Libya has been teetering on the edge of economic collapse for a couple of years now, and may have just made a narrow escape, right when the World Bank issued a dire warning about its future fortunes. The danger is not over yet, however, as so much depends on the continued political stability of the North African country.
Two years ago, civil war-torn Libya suffered a blow when the Petroleum Facilities Guard, a local militia, took control over its four export terminals in the so-called Oil Crescent. From that moment up until this September, Ras Lanuf, El Sider, Zueitina, and Brega were under the control of the militia, which used them as a means of extorting money from the available authorities, effectively suspending oil exports from the country.
Things changed this September, when the Libyan National Army took over the four ports and handed control over to the National Oil Company. Operations at some fields that were previously shut down by the PFG also restarted and, as of this week, Libya boasts daily production of 580,000 barrels.

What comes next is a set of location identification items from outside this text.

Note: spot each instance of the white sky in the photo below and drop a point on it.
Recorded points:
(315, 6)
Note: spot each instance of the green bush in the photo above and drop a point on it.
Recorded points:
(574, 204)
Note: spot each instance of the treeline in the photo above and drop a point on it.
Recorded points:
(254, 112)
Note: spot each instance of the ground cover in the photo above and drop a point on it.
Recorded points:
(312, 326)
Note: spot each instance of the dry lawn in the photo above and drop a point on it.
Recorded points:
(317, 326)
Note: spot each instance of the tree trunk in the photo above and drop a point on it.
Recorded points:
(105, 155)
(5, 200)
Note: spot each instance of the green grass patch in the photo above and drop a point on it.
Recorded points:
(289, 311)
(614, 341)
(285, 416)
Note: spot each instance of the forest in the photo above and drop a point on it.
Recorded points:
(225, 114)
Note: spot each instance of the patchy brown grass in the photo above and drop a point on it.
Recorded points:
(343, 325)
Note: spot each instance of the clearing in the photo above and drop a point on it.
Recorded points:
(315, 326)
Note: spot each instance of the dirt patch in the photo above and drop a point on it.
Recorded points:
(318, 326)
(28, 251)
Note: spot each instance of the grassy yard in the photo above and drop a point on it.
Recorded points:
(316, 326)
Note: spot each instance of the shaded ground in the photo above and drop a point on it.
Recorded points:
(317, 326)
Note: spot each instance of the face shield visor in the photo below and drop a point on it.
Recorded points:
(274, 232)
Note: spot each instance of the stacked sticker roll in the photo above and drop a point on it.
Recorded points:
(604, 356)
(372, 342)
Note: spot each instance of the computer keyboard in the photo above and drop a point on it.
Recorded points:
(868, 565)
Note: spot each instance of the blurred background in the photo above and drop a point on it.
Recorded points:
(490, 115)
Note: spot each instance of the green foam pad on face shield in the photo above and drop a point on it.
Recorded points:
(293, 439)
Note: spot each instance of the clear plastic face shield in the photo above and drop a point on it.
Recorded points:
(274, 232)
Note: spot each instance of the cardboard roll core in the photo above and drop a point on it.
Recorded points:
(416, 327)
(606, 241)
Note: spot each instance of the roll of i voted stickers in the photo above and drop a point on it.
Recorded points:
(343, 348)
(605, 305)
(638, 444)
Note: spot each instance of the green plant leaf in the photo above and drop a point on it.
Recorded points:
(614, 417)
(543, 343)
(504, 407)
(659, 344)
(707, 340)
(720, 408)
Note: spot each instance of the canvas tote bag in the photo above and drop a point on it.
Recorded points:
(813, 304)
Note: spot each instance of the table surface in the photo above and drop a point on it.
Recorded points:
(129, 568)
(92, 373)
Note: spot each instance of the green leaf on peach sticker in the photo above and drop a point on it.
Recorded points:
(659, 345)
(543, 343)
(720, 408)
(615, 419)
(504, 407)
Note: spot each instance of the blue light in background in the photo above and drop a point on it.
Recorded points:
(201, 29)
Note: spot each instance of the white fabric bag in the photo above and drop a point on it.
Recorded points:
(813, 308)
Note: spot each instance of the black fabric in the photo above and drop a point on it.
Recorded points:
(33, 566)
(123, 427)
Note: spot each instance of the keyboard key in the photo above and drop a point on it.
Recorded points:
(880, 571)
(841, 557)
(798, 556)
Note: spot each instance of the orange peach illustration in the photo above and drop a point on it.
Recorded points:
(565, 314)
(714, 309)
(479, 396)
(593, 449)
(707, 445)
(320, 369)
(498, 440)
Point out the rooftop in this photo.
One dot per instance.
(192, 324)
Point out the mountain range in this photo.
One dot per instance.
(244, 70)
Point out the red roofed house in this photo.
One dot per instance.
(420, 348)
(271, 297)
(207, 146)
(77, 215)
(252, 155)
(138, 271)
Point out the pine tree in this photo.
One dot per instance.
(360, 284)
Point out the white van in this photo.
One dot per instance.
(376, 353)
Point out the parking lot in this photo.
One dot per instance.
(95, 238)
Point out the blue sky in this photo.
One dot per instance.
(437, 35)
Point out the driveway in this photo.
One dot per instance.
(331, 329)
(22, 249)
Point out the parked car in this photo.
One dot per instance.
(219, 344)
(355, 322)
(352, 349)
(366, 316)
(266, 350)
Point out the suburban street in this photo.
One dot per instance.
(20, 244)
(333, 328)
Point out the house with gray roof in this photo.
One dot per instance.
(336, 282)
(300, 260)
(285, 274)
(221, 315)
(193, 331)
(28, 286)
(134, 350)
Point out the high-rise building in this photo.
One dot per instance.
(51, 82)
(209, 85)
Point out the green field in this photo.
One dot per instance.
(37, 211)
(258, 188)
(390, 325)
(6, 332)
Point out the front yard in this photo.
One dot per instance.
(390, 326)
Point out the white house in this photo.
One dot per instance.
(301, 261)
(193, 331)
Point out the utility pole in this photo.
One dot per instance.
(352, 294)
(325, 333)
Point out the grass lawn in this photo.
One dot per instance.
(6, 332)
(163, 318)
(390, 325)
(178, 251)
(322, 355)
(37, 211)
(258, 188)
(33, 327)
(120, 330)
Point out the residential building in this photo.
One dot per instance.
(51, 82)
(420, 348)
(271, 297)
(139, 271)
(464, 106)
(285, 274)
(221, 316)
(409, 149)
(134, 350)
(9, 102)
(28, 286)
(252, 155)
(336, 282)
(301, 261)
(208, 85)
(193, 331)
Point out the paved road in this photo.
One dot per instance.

That figure is almost equal to the World Bank’s 600,000-bpd forecast for Libya’s oil output at end-2017, under a scenario where the Government of National Accord wins the trust of the House of Representatives – the alternative authority based in Tobruk, in eastern Libya. What the World Bank did not factor in, apparently, was the possibility that NOC, the GNA, and the Tobruk-loyal LNA under General Khalifa Haftar would join forces to restore the country’s oil industry.
Some Libya analysts see Haftar as a key figure in the process of unification. The general has had a long and colorful career in politics, from a Gaddafi loyalist to one of the frontmen of the 2011 uprising. He has won the appreciation of Libyans by stifling the threat posed by the Islamic State. And, according to both experts and Libyan citizens, his ultimate goal is to take control of the country.
It is with this goal in mind, according to Libya expert Jason Pack, that Haftar handed over control of the oil terminals to NOC and channeled the money to the central bank in Tripoli, the HQ of the GNA. As a result, GNA Prime Minister Fayez al-Sarraj pledged, in late September, to grant Haftar representation in the new ministerial lineup that will follow a vote of no confidence from the House of Representatives.
“We have no other choice but dialogue and reconciliation,” Al-Sarraj was quoted as saying in an interview for AFP. Indeed, dialogue is the only way for the rival forces in Libyan politics to get the country back on its feet, and this seems to have taken priority over their fight for control, at least temporarily. How long this priority lineup will survive is an open question.
Already there is reason for increased tensions between Haftar and the GNA, after Al-Sarraj decided to give the defense ministry to another military man, Ibrahim al-Barghathi. The significance of this move becomes clearer in light of earlier reports that Haftar was the person who made sure that the House of Representatives voted down Al-Sarraj’s initial ministerial lineup.
It seems that the UN-backed Government of National Accord may need to make more concessions to the LNA and the House of Representatives if it is to get their support, and General Haftar’s. This support, as the World Bank’s report suggests, is urgently needed as Libya’s economy is a shambles, desperate for oil cash, as Libya has virtually no other source of income besides its crude oil reserves.
The problem with oil cash is that it’s a double-edged sword. The moment it starts flowing, political tensions are likely to heighten, as rival factions seek greater access to the public coffers. The likelihood of this happening will be much lower if the GNA and HoR manage to forge a solid mutually beneficial agreement, ensuring that all the major stakeholders are happier with it than any alternative. How achievable this is, however, remains uncertain.